Cahiers Evangile, supplément, n° 136. Melchisédech, prêtre du Dieu très-haut

Melchisédech, prêtre du Dieu très-haut. Un météore ! Melchisédech surgit
abruptement dans la Genèse, le temps d'une brève rencontre avec Abraham ;
on ne sait rien de lui, et il disparaît aussitôt. Son nom resurgit dans un verset de
psaume. C'est bien peu.
La question surgit aussitôt : comment l'auteur de l'Épître aux Hébreux, pour parler
du sacerdoce du Christ ressuscité, peut-il faire longuement référence à cette
figure énigmatique, le déclarer sans père, sans mère, sans généalogie , suggérer son
éternité et y reconnaître au minimum une préfiguration de Jésus Christ ?

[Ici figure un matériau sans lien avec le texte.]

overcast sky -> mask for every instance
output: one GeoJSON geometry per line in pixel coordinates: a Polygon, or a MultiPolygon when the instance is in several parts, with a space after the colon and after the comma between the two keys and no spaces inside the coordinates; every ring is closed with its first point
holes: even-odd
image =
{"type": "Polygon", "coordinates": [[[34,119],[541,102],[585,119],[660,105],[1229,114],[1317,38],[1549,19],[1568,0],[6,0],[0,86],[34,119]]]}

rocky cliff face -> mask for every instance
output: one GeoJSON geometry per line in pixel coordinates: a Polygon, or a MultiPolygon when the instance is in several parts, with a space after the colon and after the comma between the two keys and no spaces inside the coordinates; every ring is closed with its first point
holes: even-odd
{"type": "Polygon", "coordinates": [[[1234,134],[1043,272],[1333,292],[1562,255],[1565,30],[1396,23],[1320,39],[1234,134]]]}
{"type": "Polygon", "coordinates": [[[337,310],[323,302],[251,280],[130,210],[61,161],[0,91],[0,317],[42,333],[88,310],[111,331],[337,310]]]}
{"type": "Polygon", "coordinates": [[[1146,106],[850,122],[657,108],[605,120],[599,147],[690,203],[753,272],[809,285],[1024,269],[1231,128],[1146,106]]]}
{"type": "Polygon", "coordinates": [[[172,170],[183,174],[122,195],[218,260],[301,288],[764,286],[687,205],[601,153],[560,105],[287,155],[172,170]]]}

Le présent Supplément dégage tout à la fois les spéculations juives qui ont mené
ainsi de l'Ancien au Nouveau Testament, ainsi que les relectures postérieures,
juive, gnostique et chrétienne, qui courent jusqu'au XX<sup>e</sup> siècle. Iconographie et
liturgie opèrent, elles-aussi, des relectures de la figure de Melchisédech et de son
sacerdoce. Riche de l'ensemble des dossiers, une réflexion théologique montre
enfin comment Melchisédech a été un personnage providentiel pour l'Église.